The good news is that over the past 20 years, since the failure of the post-colonial system, Africa has been building the foundations on which green economies can be built. In the five years since the darkest days of the financial crisis Africa’s leaders have been expanding their green economies and calling for more green investment. The African Development Bank, the continent’s main triple-A-rated institution, is behind this drive. Africa’s Consensus Statement to the UN’s Rio+20 ‘Earth Summit’ in June 2012 confirmed the need to go green by calling on the international community ‘to put an international investment strategy into place to facilitate [Africa’s] transition towards a green economy.’

This call represents an opportunity for Africa. Instead of waiting for the international community, preoccupied as it is with multiple crises, to deliver a meaningful green investment strategy on time, Africa, as the new growth engine full of ‘dynamism and innovation’, is in a unique position to propose its own. Its green growth potential is colossal and within reach.

The first step towards such an investment strategy could be a green stimulus for Africa from the international community, a new kind of Green New Deal, not to rescue the continent but to ensure that it progresses on the green path to sustainability in ways that will help rebalance the global economy.

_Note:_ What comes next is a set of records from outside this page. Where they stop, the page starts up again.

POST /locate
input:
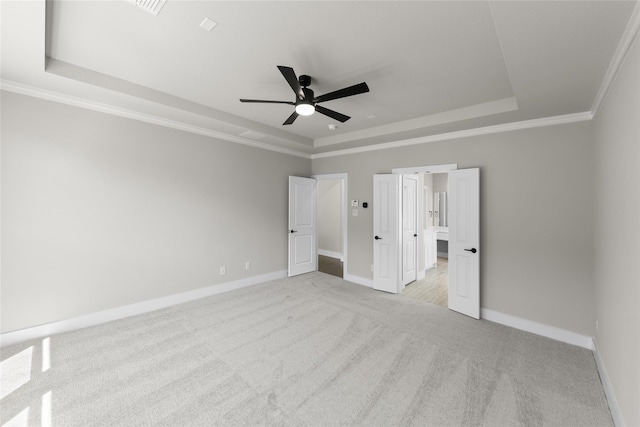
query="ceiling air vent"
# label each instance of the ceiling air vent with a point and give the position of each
(151, 6)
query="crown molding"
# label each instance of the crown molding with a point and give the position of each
(471, 112)
(148, 118)
(507, 127)
(135, 115)
(629, 35)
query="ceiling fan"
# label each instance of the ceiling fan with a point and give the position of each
(306, 102)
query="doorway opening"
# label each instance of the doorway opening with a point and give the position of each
(432, 284)
(332, 223)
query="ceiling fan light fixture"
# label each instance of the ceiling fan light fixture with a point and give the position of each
(305, 109)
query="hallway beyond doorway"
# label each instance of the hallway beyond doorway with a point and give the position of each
(330, 265)
(434, 287)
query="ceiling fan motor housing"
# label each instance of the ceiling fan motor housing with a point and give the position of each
(304, 80)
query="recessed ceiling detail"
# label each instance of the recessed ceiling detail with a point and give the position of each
(439, 68)
(151, 6)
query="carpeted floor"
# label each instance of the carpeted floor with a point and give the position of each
(307, 351)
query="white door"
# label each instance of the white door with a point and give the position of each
(409, 228)
(386, 232)
(303, 256)
(464, 241)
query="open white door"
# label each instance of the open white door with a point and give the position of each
(303, 257)
(409, 229)
(464, 241)
(386, 232)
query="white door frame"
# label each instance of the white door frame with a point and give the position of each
(344, 177)
(445, 168)
(406, 280)
(302, 226)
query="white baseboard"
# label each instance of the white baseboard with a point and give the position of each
(330, 254)
(537, 328)
(41, 331)
(618, 421)
(358, 280)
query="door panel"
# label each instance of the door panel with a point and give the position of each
(386, 227)
(464, 241)
(303, 256)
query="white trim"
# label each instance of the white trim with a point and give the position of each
(148, 118)
(487, 130)
(470, 112)
(358, 280)
(630, 33)
(330, 254)
(134, 115)
(426, 169)
(15, 337)
(616, 414)
(537, 328)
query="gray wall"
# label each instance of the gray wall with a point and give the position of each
(536, 216)
(100, 211)
(617, 235)
(330, 215)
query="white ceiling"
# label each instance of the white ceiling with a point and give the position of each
(431, 66)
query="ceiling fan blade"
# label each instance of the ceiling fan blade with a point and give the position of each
(342, 93)
(333, 114)
(268, 102)
(291, 119)
(290, 77)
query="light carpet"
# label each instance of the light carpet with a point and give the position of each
(313, 350)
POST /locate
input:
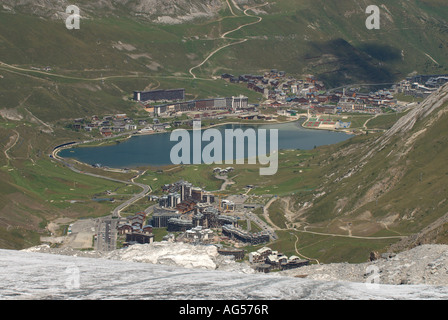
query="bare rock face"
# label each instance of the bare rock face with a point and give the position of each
(426, 264)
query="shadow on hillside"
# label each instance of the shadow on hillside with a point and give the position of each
(348, 65)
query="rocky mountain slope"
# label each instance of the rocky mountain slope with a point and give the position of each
(152, 10)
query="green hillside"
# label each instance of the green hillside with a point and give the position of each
(117, 50)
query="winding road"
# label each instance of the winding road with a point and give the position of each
(224, 36)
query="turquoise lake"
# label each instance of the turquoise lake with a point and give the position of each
(154, 149)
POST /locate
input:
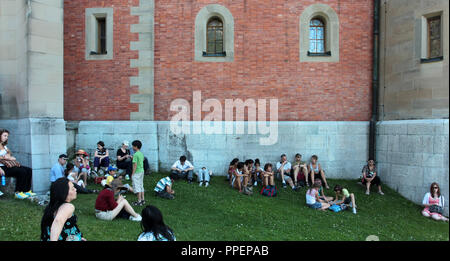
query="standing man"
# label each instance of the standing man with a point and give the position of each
(57, 170)
(284, 171)
(182, 168)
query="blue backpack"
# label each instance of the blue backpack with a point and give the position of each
(269, 191)
(337, 208)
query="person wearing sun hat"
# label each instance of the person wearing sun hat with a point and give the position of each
(22, 173)
(124, 159)
(57, 170)
(81, 163)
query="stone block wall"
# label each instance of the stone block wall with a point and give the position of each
(341, 146)
(37, 143)
(411, 154)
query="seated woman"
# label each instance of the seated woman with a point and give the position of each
(312, 198)
(107, 208)
(82, 165)
(124, 159)
(75, 178)
(256, 173)
(231, 168)
(240, 179)
(434, 203)
(300, 171)
(346, 197)
(22, 174)
(322, 197)
(59, 223)
(315, 171)
(370, 176)
(164, 188)
(268, 176)
(101, 156)
(153, 226)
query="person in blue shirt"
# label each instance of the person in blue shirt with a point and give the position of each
(57, 170)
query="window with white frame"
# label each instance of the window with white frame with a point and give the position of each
(99, 33)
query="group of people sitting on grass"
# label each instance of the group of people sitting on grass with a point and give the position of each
(67, 179)
(244, 175)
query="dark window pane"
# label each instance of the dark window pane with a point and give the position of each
(434, 37)
(214, 36)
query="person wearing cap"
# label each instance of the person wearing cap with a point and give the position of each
(73, 176)
(284, 171)
(57, 170)
(111, 176)
(107, 207)
(182, 169)
(81, 162)
(101, 156)
(124, 159)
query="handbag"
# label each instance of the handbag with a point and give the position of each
(10, 163)
(436, 209)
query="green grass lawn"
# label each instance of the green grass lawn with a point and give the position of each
(220, 213)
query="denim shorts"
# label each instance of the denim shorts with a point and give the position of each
(316, 205)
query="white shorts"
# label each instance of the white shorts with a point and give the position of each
(138, 182)
(104, 215)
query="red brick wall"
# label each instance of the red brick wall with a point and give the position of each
(98, 90)
(266, 63)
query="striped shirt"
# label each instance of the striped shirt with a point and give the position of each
(149, 236)
(162, 183)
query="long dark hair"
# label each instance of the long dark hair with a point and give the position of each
(69, 166)
(432, 191)
(152, 221)
(1, 133)
(58, 194)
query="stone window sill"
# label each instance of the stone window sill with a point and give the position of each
(319, 54)
(224, 54)
(431, 60)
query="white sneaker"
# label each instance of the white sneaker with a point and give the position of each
(138, 218)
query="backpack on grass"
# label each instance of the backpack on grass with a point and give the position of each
(269, 191)
(338, 208)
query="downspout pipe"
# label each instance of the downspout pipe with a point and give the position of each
(375, 79)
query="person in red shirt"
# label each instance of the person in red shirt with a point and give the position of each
(107, 208)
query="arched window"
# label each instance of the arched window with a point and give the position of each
(214, 37)
(317, 36)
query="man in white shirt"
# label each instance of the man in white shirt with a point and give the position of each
(182, 169)
(284, 171)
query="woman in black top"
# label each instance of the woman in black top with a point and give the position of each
(124, 158)
(370, 177)
(59, 222)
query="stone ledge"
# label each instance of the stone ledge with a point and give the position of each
(10, 187)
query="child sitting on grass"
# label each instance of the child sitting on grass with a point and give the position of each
(312, 198)
(164, 189)
(138, 173)
(240, 179)
(153, 226)
(231, 168)
(256, 173)
(322, 197)
(268, 175)
(347, 198)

Three essential and interconnected areas need to be studied for a green stimulus to be effective in Africa, each of which were major themes of Rio+20: institutional frameworks, green accounting and sustainable development goals. For each of these Africa has distinct advantages.

The institutions inherited by Africans at independence were hopelessly inadequate for sustainable development in the world’s most challenging continent. Although considerable reforms have been made over the past 20 years, much more can be done. Africa’s Least Developed status, including its least developed institutions, is now Africa’s greatest advantage in creating new frameworks for the 21st century.

It is now clear that gross domestic product (GDP) as the world’s main measure of economic performance tells us nothing about sustainability. In the past 20 years great progress has been made on green accounting, or green GDP. Africa’s natural wealth and underdeveloped brown economy are other advantages in developing new systems. Now is the time to experiment with green accounting in Africa before the brown economy becomes more entrenched.

The African politicians’ mantra ‘development at all costs’ is no longer valid. Africa’s development goals must be sustainable. The Sustainable Development Goals (SDGs) which are due to replace the MDGs in 2015 are another group of powerful tools for establishing green economies that can lead to sustainability. Against terrible odds, since 2000 Africa’s success in the MDGs gives it a huge advantage in influencing the framework of the SDGs. 

Africa's most fundamental problem is systemic. Reforming institutions, developing green accounting and having sustainable development goals are three essential steps towards adapting the system to suit Africa's unique challenges. 

Concerns for Africa come not only from western observers like Richard Walker. At the World Economic Forum Africa 2012 held in Addis Ababa, a senior Chinese official warned Africans: "Do not necessarily do what we did". Policies of "sheer economic growth" should be avoided, he said. "We now suffer pollution and an unequal distribution of wealth and opportunities...You have a clean sheet of paper here. Try to write something beautiful." 

Over the past 20 years the first chapter of ‘something beautiful’ in Africa has been written. It could be called Africa and the Green Economy. The next chapter can now be written. Everything is ready. As Wangari Maathai, one of Africa’s great green pioneers often said: ‘We know what to do: why don’t we do it?’